Die Männer-Versteherin

Weil Müntefering tapfer Zumutungen verkündet, kann Merkel glänzen. Die SPD steckt in einer Falle

von ULRIKE HERRMANN
und STEFAN REINECKE

1. Merkel hat Erfolg, weil sie eine Frau ist.

Schröder, Schily und Fischer werden nicht vermisst. Stattdessen entspannen sich die SPD-Minister. Endlich dienen sie einer Kanzlerin, die zuhört und nicht doziert, die lobt und nicht demütigt. Die gute Stimmung im Kabinett strahlt auch auf die Medien und Wähler aus.

Justizministerin Zypries bestreitet, dass Merkels Führungsstil typisch für Frauen sei. „Weiblich, männlich, das sind doch alles Klischees. Es gibt Männer, die würden es genauso machen.“ Ein Irrtum. Merkels Führungsstil ist schon deswegen weiblich, weil sie keine Wahl hatte. Nie hätte sie so selbstverliebt agieren können wie Schröder. Frauen müssen soziale Kompetenz zeigen, schon von frühester Kindheit an, sonst verlieren sie.

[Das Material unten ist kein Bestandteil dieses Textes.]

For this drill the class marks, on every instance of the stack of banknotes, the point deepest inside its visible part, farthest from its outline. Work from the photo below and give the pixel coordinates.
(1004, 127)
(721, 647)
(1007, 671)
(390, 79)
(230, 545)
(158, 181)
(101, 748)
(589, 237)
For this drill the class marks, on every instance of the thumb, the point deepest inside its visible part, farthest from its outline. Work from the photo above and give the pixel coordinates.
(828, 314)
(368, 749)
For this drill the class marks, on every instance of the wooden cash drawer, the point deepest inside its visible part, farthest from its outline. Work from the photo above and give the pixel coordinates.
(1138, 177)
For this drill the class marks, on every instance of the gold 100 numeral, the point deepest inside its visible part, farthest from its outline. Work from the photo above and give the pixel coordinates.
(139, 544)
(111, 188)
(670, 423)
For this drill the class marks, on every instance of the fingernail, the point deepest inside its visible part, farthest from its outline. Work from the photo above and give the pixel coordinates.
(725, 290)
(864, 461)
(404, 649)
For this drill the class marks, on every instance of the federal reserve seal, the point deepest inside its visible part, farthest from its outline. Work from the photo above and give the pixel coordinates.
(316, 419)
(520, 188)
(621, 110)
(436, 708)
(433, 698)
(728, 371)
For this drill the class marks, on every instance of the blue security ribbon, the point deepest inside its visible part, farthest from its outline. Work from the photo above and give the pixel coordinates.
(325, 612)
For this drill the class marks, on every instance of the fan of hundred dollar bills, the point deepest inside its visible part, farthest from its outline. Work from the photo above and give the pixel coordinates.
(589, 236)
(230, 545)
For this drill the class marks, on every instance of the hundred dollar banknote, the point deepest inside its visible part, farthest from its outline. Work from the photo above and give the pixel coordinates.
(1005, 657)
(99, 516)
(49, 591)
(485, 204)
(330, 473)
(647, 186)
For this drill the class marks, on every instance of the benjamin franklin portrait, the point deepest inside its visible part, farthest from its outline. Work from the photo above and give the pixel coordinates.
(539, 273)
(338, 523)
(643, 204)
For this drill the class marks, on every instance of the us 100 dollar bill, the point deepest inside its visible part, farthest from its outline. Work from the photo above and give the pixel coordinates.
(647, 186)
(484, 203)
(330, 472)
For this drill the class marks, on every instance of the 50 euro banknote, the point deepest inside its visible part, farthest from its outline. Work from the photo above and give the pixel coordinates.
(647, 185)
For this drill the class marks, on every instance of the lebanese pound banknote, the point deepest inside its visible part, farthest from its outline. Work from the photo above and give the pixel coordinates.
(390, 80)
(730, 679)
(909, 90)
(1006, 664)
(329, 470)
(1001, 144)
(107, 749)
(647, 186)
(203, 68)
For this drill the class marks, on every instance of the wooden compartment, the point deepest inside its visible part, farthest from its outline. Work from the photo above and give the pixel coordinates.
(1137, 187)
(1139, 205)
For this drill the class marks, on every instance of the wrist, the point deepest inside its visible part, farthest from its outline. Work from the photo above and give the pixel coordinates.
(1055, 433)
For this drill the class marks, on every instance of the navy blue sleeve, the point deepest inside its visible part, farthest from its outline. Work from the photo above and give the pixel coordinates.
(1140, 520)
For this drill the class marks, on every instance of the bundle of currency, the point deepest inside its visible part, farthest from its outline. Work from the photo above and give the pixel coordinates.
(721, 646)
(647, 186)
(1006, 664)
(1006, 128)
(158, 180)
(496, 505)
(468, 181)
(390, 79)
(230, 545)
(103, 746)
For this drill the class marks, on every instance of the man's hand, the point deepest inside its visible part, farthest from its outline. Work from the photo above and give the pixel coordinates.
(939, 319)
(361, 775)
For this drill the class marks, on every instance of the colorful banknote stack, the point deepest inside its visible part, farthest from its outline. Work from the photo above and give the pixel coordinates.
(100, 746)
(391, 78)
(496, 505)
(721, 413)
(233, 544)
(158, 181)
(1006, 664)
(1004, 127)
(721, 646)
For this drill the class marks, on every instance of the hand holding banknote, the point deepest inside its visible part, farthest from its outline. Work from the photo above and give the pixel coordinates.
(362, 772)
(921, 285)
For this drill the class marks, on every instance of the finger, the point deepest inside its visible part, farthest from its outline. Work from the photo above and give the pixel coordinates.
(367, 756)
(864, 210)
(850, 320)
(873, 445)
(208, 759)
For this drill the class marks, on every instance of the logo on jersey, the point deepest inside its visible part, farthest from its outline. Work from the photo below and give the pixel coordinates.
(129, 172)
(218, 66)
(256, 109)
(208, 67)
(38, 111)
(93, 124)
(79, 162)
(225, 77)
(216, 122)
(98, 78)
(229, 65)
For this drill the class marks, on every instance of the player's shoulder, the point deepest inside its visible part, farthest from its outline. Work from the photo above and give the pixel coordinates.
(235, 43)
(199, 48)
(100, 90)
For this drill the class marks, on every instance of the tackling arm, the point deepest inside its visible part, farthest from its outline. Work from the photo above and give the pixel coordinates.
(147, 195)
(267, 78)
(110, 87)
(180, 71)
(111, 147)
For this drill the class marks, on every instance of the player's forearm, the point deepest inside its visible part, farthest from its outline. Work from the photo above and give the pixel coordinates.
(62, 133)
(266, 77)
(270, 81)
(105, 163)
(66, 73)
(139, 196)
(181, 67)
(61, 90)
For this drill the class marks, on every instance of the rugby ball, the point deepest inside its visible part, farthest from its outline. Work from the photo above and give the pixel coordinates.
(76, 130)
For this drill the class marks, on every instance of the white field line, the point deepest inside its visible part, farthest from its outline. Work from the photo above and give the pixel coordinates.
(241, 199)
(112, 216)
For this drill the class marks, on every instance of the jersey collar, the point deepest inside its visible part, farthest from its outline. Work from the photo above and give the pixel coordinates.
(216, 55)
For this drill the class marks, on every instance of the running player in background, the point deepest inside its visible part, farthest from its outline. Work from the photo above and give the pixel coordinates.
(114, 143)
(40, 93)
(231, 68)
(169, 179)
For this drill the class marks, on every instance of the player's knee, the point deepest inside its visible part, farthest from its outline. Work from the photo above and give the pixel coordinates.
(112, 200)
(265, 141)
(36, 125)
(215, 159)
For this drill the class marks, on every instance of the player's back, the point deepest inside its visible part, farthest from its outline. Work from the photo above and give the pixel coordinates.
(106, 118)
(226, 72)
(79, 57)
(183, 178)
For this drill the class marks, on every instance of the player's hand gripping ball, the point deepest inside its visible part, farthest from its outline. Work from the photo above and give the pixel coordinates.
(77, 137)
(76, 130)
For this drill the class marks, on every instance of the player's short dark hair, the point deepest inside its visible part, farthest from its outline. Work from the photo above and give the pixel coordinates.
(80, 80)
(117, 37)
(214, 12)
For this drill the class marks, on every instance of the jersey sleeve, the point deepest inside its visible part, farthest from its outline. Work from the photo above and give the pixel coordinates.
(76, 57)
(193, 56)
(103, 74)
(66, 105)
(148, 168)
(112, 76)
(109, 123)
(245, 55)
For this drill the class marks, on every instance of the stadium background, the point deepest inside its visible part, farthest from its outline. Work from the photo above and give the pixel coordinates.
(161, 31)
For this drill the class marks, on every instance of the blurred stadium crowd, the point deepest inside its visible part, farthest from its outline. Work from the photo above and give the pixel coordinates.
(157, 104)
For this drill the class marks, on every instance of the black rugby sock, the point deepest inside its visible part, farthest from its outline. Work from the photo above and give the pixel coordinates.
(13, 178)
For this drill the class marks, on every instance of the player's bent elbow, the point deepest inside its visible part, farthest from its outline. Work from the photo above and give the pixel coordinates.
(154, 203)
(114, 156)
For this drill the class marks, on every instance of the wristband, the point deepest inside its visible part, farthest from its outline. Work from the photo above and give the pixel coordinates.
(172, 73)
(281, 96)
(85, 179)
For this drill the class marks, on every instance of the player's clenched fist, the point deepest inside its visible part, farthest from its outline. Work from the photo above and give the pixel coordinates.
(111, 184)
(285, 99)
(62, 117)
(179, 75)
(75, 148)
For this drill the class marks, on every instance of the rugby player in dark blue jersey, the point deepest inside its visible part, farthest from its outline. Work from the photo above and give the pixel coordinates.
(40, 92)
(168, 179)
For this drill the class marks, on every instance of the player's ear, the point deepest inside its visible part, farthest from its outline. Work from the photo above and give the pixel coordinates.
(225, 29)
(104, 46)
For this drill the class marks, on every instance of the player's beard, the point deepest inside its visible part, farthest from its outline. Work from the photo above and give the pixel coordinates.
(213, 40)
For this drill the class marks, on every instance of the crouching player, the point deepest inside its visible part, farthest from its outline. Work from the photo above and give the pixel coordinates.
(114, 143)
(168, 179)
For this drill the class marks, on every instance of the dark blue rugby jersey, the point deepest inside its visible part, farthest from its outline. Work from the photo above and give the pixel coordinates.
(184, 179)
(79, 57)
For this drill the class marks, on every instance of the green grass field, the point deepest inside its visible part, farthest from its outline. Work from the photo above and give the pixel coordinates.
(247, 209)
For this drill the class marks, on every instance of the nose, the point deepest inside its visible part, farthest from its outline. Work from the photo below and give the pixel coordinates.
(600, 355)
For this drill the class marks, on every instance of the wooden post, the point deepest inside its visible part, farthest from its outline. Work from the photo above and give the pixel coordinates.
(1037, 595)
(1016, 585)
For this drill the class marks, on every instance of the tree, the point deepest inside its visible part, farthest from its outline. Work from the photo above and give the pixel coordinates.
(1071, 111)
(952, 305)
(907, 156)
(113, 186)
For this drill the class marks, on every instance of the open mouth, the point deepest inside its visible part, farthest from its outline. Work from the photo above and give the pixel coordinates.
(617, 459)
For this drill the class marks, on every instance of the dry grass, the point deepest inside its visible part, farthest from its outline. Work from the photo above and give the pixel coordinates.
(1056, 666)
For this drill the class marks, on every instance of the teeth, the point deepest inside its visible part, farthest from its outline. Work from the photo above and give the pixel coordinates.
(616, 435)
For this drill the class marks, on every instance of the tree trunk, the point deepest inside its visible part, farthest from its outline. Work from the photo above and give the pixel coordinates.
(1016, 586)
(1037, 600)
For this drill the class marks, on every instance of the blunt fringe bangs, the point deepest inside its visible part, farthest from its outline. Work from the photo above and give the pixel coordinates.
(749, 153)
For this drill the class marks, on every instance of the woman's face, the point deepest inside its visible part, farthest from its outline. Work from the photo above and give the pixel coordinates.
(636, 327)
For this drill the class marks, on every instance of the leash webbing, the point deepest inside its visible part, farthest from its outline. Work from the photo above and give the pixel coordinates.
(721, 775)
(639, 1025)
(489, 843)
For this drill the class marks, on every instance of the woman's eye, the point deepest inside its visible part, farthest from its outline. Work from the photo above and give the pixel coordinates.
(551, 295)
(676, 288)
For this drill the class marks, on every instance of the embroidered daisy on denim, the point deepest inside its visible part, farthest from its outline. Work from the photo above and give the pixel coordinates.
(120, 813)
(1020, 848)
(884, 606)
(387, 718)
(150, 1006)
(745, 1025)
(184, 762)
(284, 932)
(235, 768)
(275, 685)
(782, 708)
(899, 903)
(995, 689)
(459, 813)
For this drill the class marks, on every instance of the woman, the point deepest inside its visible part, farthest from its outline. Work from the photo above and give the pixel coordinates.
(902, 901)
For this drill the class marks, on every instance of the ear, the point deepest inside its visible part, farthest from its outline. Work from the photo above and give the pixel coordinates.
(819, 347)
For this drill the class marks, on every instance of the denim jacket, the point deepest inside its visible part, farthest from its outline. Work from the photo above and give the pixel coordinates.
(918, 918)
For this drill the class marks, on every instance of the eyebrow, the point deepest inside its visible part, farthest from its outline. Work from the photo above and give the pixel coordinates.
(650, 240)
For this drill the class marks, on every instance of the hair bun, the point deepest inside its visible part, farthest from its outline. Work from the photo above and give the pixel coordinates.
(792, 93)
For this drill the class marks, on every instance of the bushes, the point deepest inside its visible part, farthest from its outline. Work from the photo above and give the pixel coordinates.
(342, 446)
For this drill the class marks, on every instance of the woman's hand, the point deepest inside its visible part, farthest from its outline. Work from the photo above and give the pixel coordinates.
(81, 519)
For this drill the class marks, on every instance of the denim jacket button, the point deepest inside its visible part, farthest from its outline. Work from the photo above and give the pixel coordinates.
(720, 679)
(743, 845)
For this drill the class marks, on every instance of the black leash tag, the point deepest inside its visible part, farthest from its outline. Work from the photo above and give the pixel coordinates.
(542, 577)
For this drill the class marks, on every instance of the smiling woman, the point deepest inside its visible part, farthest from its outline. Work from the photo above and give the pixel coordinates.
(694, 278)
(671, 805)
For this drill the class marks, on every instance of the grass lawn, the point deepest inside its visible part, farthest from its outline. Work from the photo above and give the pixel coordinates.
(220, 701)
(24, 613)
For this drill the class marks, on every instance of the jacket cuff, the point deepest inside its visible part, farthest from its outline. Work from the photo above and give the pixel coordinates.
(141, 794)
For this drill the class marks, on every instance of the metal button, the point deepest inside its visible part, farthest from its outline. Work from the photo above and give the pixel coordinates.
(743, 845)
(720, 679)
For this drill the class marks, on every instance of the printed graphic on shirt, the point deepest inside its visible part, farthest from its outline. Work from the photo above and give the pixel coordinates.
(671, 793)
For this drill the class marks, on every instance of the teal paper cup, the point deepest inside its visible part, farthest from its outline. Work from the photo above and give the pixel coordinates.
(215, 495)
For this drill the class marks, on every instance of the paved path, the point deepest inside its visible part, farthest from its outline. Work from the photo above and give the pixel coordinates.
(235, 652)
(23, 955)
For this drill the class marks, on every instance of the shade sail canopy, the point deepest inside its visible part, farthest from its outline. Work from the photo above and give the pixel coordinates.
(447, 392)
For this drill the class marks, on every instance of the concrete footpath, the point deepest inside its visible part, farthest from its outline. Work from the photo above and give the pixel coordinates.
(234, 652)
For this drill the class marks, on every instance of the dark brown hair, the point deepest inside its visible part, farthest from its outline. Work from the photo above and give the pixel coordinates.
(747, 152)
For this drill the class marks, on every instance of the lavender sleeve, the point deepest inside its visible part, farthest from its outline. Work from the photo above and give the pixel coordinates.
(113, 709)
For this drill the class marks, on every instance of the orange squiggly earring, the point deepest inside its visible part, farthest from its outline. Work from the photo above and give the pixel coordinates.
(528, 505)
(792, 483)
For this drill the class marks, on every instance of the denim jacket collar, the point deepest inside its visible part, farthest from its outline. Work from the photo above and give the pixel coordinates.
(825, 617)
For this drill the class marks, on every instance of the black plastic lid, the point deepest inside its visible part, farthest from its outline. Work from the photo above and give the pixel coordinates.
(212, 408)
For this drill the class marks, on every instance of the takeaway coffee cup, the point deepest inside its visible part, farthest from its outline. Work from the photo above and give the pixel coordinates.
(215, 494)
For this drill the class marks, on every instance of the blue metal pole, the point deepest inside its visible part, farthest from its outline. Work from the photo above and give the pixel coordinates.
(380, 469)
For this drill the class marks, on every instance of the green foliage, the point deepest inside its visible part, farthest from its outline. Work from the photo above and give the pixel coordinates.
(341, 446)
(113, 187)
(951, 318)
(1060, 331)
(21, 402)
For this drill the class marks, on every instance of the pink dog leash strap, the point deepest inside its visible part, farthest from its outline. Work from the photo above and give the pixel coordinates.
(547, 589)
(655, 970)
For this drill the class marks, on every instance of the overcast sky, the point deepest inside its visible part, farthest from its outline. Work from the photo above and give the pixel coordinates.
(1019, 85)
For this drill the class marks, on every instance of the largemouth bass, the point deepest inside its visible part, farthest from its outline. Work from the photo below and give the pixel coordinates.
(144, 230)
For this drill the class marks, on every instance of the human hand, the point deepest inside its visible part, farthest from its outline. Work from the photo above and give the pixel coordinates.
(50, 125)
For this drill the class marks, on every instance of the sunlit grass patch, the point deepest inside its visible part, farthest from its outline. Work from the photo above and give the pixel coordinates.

Bei Frauen würde es auch seltsam wirken, wenn sie wie Schröder zu Rotweinrunden lüden, um Staatsprobleme zu lösen. Männern steht der Rausch, weil sie sich gehen lassen dürfen. Frauen hingegen haben stets fleißig zu sein. Gerade die männlichen Kabinettsmitglieder sind nun erstaunt, wie akribisch genau Merkel die Akten liest. Innenminister Schäuble bewundernd: „Merkel ist informiert, kümmert sich um alles und hat eine hohe Arbeitsdisziplin.“ Als Frau blieb ihr gar nichts anders übrig. Doch Wissen ist Macht, wie nun auch die Männer bemerken.

2. Weil Merkel eine Frau ist, darf sie auch scheitern.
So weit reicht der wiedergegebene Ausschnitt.